Y él cayó derrotado por la droga.

 

 

De haber visto en persona la gravedad del mal que aquejaba a los cruzados, acaso el papa se hubiera compadecido de ellos concediéndoles una nueva prórroga. Eso era lo que pretendía el emperador al enviarle una embajada con el encargo de presentarle sus disculpas, explicarle lo dramático de la situación e invocar su paciencia. Mas Gregorio estaba harto de excusas, mentiras y pretextos, harto de dilaciones que por una u otra razón llevaban retrasando la salida de la expedición desde hacía casi una década, harto de incumplimientos por parte de ese vasallo desagradecido que gravaba al clero siciliano con elevados impuestos e ignoraba la promesa tantas veces reiterada de respetar sus privilegios. Harto, en suma, de Federico de Hohenstaufen. Por eso le fulminó con la excomunión: el más severo castigo que podía infligirse a un cristiano.

Convaleciente aún de la enfermedad que había matado a muchos de los suyos y abrumado por una condena que consideraba injusta, el rey dio rienda suelta a su naturaleza indómita a través de una serie de cartas enviadas a todos los soberanos del orbe católico en las que lanzaba acusaciones gravísimas no ya contra el pontífice, sino contra la propia Iglesia, a la que tildaba de madrastra disfrazada de madre nutricia.

En ese vómito, surgido de sus entrañas como la piedra ardiente que de cuando en cuando arrojaba la montaña de fuego de su isla, el excomulgado proclamaba, tan indignado como convencido, que la institución fundada por Jesucristo oprimía al mundo, robaba a naciones e individuos, incitaba a la violencia como un auténtico lobo con ropajes de cordero, castigaba a justos o pecadores a su albedrío y aterrorizaba a los pueblos tanto como a los monarcas, sin otro afán que el de someterlos.

Imputaba el emperador a los eclesiásticos la práctica sistemática de la simonía y la usura que oficialmente condenaban; la búsqueda de oro a cualquier coste, el abandono de las enseñanzas del Nazareno y de los santos, hasta el extremo de acumular riquezas con avidez, despreciando la pobreza de los humildes. Denunciaba, en fin, la hipocresía de los sucesores de San Pedro, cuyas palabras de miel ocultaban peligrosas maniobras destinadas a pervertir el mensaje evangélico hasta convertirlo en un arma de guerra.

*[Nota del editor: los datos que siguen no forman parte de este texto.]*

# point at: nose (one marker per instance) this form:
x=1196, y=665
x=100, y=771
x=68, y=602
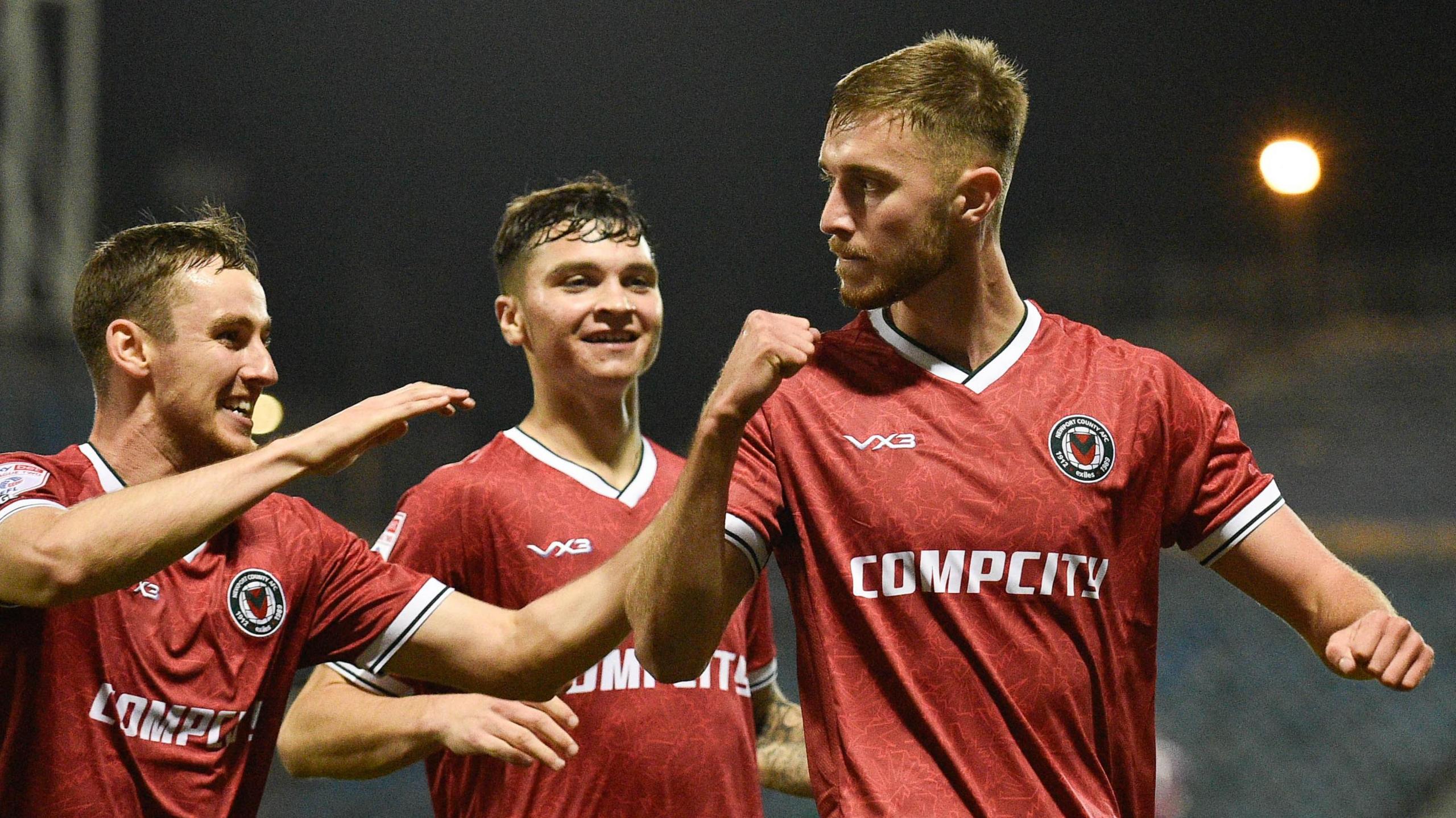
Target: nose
x=836, y=219
x=615, y=299
x=259, y=369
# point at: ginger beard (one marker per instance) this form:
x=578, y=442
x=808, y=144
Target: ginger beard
x=895, y=274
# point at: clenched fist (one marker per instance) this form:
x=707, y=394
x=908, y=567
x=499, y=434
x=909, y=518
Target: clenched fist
x=771, y=348
x=1381, y=645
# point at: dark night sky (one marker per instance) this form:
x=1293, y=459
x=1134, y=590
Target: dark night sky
x=372, y=147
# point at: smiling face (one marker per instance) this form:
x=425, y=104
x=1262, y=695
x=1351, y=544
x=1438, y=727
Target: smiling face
x=207, y=380
x=890, y=211
x=586, y=310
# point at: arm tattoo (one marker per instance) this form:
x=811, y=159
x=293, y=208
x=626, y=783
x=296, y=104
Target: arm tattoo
x=783, y=759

Aquello no era un simple desahogo sino un acta formal de acusación. Una declaración de guerra que rompía definitivamente cualquier puente de entendimiento posible, máxime cuando el acusador anunciaba, además, sin rubor, su inquebrantable voluntad de seguir adelante con la Cruzada al margen de lo que opinara Roma.

Así era el hombre más poderoso de cuantos poblaban la tierra conocida. Valiente hasta la temeridad, encaramado permanentemente a su orgullo, excesivo en todo y con todos, carente del más elemental sentido de la prudencia, explosivo, incontinente, de emociones ingobernables, genial en lo que se propusiese, colérico hasta la locura. Constanza había sido el freno que domeñaba esos impulsos a base de paciencia y mano izquierda, encauzándolos en la dirección correcta con enorme inteligencia. Desaparecida ella, el diablo que habitaba en su viudo se había adueñado de él.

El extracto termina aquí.